Travis Boak celebrates with the crowd after Port Adelaide's Showdown L win.

PORT ADELAIDE is nearing full strength by the names on the selection board. Now, with the top-eight finals on the horizon, the challenge is to find top form to claim a top-four ranking and more.

Port Adelaide forwards coach Nathan Bassett delivered this optimistic outlook at Alberton on Monday: "The great thing is we have some depth. We have enough good people in our club that if we can keep building our form and form individually we can give ourselves a great chance to compete in September.

"Certainly, most of the players are back on the field ... now it is about getting the form that gives them the best chance to play well when it comes to finals," Bassett said.

"We have gained a great crack at the top four," adds Bassett of the pay-off from the "squad mentality" that has carried Port Adelaide to a 15-win season for the first time since 2007.

"We are in great shape. You saw at the weekend (by losses to top-four rivals) with Geelong losing to an under-strength GWS or the Western Bulldogs losing and copping an injury or two and Sydney, after being in great form, feeling like they have been on the road since 1975 ... they have been away from home for a long time.

"All teams are going through their battles and if you get the wins up while you are doing it (as Port Adelaide has) it keeps pushing you closer to the top of the ladder.

"We have a great opportunity to cement a place in the top four."

07:27

No injury was reported from the gruelling derby. And the injury list is to release midfielder-forward Steven Motlop, who has been on the sidelines after ankle surgery in mid-July.

"Mots was moving well last week, so he will train to give himself the best chance to play this week," Bassett said. "Whether we move him back through the SANFL or AFL, we will wait until later in the week to work that out."

Motlop's impending return after Port Adelaide has regained Xavier Duursma, Connor Rozee and Zak Butters from injury in recent weeks allows Bassett and midfield coach Jarrad Schofield to work a line-up with greater flexibility from centre to the goal front.

"We have enough midfield spread," Bassett said. "Zak has been getting better. His numbers were down a little bit running-wise on the weekend but he has shown good improvement and Connor is growing again. He is looking like the footballer he was in 2019. I am really liking what I am seeing."

The four-point Showdown triumph at Adelaide Oval on Saturday night marked Port Adelaide's 15th win from 20 home-and-away matches and puts the team in line for a top-four finish, in all top-four spots, with two rounds to play with games against Carlton and the Western Bulldogs.

The derby was not the percentage-boosting win many expected by considering the vast gap on the premiership ladder between the top-four Port Adelaide and bottom-four Adelaide.

"It was a difficult week," Bassett said of Port Adelaide's limited preparation for a match that demands the most. "To get back (from Melbourne) on Monday, to be in quarantine until Wednesday night, to have the first training session on Thursday ... we did not have a terrific week. And it certainly came out in both our games (SANFL and AFL).

"The great thing is the guys showed some really good resilience to work through the second half and fight their way back into the game. And get the result.

"It is great that they responded and we would expect a better training week on the track to be able to train properly with a couple of sessions. We will have a better chance to prepare."

04:22

Port Adelaide will play Carlton - somewhere, sometime this weekend - in another of the five "double-up" games in the 22-round fixture. The previous clash, at the MCG on April 17, ended in a 28-point win for an accurate Port Adelaide that scored 15.6.

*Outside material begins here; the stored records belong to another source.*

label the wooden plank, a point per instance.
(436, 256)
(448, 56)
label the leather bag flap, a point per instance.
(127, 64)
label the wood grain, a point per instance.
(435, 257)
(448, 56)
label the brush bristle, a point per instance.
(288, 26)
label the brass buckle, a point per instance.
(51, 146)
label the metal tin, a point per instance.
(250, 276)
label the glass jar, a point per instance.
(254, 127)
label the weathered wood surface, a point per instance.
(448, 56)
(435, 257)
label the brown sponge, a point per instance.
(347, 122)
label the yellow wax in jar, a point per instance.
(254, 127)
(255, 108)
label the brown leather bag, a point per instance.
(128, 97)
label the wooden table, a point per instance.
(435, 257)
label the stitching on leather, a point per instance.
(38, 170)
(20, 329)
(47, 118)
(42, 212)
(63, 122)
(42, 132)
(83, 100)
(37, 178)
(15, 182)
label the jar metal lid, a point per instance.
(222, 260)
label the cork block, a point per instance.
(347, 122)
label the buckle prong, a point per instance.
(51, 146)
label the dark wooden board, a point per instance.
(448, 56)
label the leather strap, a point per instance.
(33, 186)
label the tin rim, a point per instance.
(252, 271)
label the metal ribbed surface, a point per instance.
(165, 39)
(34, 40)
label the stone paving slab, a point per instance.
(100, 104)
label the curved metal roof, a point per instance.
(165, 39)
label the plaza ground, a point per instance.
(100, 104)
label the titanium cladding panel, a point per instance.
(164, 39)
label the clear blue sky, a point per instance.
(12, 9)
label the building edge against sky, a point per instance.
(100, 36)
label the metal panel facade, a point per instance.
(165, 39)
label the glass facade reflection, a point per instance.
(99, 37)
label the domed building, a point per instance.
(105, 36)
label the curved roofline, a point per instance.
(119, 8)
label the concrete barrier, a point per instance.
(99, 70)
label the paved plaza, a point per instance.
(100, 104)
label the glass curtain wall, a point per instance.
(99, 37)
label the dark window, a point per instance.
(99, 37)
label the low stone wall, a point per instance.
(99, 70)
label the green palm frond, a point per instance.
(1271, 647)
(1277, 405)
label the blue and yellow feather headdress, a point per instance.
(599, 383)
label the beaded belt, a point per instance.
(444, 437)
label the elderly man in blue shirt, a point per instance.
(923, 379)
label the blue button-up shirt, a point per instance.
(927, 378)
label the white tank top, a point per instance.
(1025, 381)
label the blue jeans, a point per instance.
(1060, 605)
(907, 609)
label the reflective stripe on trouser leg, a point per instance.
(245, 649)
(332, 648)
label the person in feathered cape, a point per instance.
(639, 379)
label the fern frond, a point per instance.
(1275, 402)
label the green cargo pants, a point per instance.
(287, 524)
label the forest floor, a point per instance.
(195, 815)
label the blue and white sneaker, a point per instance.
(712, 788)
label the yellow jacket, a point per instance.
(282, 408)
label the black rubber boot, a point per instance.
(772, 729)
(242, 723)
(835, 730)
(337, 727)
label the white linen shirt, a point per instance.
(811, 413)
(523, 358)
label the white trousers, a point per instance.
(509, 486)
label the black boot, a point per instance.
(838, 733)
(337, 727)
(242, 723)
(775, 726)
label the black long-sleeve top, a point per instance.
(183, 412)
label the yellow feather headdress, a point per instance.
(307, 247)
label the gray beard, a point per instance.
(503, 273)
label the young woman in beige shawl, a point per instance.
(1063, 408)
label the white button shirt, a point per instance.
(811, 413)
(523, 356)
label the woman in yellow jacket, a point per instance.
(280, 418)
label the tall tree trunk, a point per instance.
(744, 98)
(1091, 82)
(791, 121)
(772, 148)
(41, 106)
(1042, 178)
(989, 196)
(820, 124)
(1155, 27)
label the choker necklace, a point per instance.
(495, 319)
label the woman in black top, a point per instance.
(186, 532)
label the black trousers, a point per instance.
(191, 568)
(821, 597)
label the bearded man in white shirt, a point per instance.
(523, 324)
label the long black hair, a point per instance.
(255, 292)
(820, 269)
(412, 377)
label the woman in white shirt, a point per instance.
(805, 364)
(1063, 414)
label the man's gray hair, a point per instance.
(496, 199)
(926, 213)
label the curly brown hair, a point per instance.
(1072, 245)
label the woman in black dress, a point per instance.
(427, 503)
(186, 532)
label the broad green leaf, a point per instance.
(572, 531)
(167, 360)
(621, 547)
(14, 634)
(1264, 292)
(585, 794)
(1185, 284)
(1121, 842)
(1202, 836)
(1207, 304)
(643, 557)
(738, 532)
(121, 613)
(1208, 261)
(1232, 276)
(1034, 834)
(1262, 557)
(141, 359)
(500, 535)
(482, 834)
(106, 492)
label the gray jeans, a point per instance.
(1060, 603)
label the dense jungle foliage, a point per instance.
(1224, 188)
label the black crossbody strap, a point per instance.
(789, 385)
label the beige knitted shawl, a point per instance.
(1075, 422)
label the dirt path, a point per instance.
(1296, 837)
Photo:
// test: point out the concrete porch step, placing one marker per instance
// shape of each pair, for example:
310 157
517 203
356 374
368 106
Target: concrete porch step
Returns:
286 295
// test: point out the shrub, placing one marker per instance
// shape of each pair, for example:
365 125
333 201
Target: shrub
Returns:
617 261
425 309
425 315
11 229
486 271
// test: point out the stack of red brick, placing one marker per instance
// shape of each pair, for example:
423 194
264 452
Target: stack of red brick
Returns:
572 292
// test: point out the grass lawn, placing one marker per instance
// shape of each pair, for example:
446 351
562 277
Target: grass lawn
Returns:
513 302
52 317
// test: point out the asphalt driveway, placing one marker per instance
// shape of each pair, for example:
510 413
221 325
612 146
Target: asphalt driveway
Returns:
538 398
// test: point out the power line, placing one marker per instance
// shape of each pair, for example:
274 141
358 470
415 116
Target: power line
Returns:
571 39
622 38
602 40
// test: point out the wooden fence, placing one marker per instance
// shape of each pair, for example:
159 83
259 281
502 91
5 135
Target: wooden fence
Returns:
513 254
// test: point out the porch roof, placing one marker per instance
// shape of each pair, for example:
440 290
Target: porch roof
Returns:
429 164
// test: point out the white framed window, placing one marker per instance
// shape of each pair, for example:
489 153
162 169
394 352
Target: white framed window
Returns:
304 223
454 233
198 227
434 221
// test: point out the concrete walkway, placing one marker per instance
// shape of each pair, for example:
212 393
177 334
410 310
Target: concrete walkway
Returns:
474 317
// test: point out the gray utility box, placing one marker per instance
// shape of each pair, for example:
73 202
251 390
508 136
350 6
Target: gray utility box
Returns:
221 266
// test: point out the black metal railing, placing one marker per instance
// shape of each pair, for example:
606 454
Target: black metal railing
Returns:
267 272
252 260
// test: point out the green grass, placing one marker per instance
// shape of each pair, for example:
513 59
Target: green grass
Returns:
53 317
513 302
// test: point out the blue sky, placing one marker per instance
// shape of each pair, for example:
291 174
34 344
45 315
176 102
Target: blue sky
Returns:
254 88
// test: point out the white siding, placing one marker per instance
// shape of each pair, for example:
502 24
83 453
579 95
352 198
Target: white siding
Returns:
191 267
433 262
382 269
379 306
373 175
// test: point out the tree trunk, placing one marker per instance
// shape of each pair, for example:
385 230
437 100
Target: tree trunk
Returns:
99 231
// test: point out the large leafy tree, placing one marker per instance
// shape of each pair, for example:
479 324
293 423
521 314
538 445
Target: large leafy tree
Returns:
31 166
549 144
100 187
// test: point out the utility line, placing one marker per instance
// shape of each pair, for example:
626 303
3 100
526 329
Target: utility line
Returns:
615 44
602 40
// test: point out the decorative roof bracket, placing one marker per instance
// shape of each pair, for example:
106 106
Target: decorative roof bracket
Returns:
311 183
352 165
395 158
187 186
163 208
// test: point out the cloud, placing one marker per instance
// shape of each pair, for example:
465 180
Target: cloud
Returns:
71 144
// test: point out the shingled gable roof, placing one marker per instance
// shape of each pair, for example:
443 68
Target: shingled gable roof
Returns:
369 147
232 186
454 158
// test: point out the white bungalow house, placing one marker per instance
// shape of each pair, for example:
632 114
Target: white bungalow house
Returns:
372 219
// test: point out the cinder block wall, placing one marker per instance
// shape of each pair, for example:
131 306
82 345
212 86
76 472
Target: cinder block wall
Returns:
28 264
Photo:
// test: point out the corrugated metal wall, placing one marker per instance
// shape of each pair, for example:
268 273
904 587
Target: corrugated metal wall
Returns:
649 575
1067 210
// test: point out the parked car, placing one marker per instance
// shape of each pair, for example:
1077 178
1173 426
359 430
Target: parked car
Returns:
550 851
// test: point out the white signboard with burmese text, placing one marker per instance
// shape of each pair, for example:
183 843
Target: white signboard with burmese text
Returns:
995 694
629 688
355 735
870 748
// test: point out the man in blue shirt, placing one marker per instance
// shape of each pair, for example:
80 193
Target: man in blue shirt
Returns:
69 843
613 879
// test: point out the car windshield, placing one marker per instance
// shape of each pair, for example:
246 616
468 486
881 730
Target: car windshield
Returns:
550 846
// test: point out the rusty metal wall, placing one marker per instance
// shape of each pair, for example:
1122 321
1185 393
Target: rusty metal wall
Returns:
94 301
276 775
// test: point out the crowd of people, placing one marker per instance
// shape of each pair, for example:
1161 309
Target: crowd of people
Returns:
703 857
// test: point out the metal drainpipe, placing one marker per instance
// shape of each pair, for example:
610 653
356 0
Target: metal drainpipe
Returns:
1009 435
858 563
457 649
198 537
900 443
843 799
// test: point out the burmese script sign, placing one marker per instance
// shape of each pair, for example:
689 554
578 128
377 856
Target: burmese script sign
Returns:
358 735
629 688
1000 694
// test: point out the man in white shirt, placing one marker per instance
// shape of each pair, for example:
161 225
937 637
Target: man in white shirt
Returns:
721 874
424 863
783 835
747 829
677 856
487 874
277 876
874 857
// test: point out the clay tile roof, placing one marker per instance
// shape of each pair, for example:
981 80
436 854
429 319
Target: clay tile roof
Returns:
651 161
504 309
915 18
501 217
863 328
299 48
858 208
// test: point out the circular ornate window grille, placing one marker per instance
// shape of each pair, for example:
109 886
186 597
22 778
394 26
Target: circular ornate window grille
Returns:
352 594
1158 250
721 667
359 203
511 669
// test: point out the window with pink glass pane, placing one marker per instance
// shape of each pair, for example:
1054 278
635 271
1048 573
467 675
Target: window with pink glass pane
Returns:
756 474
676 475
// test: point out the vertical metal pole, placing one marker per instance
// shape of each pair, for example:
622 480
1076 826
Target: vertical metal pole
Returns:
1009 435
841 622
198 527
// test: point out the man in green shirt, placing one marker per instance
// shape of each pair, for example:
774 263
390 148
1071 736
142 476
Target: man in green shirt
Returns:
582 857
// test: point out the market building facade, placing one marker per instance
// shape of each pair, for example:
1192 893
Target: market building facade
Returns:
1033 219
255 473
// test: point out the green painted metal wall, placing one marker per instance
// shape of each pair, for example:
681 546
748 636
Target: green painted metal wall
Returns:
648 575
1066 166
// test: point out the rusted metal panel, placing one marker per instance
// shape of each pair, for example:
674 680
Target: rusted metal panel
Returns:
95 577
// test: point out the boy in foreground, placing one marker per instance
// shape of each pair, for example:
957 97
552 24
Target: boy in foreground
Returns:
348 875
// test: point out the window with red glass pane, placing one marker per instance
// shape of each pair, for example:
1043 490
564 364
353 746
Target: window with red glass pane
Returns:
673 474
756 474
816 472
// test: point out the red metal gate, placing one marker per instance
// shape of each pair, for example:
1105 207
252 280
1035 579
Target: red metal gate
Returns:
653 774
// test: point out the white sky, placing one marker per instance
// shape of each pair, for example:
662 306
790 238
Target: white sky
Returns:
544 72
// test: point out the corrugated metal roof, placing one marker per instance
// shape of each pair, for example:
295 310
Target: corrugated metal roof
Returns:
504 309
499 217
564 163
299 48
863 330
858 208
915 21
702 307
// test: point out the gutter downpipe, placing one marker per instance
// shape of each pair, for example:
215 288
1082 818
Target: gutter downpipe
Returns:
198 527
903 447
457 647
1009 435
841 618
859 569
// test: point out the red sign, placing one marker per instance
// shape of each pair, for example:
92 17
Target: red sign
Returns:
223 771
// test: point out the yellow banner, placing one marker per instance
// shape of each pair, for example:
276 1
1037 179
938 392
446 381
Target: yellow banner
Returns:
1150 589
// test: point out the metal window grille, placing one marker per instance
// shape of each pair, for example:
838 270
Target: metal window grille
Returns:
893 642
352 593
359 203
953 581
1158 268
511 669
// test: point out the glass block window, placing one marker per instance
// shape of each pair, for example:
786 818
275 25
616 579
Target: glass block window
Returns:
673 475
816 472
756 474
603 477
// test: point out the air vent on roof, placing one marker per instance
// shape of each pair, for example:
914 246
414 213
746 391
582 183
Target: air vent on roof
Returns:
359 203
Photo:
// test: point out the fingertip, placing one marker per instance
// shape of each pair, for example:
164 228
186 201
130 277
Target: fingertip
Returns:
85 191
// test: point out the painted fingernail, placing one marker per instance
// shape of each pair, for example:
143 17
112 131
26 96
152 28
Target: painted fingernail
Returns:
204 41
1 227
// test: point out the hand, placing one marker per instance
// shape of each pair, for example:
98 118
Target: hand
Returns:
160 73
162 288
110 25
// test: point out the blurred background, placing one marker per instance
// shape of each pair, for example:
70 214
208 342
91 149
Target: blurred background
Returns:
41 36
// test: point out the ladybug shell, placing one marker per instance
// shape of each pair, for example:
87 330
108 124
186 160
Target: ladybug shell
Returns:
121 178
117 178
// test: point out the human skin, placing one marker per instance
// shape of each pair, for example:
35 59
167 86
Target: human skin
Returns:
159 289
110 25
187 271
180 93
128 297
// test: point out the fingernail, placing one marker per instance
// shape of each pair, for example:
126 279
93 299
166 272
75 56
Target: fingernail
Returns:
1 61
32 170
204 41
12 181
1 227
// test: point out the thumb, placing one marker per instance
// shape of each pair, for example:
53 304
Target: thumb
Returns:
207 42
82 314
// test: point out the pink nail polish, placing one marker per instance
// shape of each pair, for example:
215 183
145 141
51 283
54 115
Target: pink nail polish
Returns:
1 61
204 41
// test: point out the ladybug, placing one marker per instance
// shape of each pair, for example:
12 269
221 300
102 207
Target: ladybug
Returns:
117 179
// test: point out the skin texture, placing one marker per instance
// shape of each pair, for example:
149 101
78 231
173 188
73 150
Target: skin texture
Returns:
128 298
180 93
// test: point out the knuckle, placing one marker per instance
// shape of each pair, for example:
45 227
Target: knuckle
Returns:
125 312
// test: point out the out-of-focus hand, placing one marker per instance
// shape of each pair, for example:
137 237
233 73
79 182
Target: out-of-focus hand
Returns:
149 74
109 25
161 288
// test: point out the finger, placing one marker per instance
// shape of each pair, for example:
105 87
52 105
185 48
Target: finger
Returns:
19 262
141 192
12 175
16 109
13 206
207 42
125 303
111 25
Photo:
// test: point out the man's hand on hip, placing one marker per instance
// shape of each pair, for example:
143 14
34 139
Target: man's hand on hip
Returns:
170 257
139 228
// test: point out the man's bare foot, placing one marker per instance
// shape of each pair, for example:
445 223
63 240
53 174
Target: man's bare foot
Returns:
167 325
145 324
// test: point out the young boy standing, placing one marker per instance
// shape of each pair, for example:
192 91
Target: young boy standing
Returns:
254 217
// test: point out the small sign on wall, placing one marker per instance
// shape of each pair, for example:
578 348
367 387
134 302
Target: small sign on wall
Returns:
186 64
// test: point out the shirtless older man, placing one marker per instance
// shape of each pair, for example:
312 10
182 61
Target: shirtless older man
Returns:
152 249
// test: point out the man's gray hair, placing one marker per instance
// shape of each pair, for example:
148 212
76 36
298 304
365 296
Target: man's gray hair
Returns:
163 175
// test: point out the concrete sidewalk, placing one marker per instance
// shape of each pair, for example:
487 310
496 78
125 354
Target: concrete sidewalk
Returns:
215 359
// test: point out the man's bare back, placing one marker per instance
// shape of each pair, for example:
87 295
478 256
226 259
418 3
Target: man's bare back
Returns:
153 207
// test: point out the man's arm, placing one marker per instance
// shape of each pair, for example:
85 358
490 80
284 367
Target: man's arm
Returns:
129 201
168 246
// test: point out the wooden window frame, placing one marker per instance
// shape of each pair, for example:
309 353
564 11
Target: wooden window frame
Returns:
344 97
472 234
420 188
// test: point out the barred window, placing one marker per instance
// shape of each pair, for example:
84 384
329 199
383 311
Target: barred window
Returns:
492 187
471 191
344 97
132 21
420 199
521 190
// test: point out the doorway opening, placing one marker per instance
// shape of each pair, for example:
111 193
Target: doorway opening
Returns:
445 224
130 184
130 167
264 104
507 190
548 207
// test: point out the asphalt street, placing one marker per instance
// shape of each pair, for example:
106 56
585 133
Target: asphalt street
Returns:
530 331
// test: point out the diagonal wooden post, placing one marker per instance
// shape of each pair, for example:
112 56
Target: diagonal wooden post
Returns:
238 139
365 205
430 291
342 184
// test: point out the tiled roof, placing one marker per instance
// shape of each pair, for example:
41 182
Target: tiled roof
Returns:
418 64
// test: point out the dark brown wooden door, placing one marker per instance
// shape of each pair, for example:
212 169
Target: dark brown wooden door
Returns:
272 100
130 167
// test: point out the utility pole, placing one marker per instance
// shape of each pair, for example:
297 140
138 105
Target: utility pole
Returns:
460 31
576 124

"How can I put what happened at the weekend ... politely," said Bassett of the seven-goal return on 48 inside-50 entries. "It was not our finest work.

"There were a few guys who were working their way back through injury, Robbie Gray and Orazio Fantasia. Charlie Dixon had about four weeks where I was expecting that performance at some stage but he kept playing well, working through being quite sore and he looked sore in the game on the weekend.

"Maybe a few too many parts were not working close enough to full capacity on Saturday night."

The fixture is still to be confirmed by the AFL.

"It certainly has been the lay of the land this year," Bassett said of the fixture issues posed by COVID-19 lockdowns and border closures. "We know we have Carlton this week. We think we will play them at some stage on Saturday. We will find out when the draw gets released."

The Showdown was marred again by a fall-out featuring racial taunting. Showdown Medallist Aliir Aliir was subjected to a slur on social media, which was quickly condemned by the Port Adelaide Football Club.

"We will get around and support Aliir," Bassett said. "At different stages, lots of people make foolish decisions to make comments - and they idiots of themselves. Some do it because they are idiots. Others do it because we give them the air time and they get recognised as making a headline. 

"It is extremely disappointing. 

"Aliir is a fantastic footballer. He has been a terrific person for our footy club. We love him. We will keep supporting him. And we will love the high-quality performances he has been producing for us all season."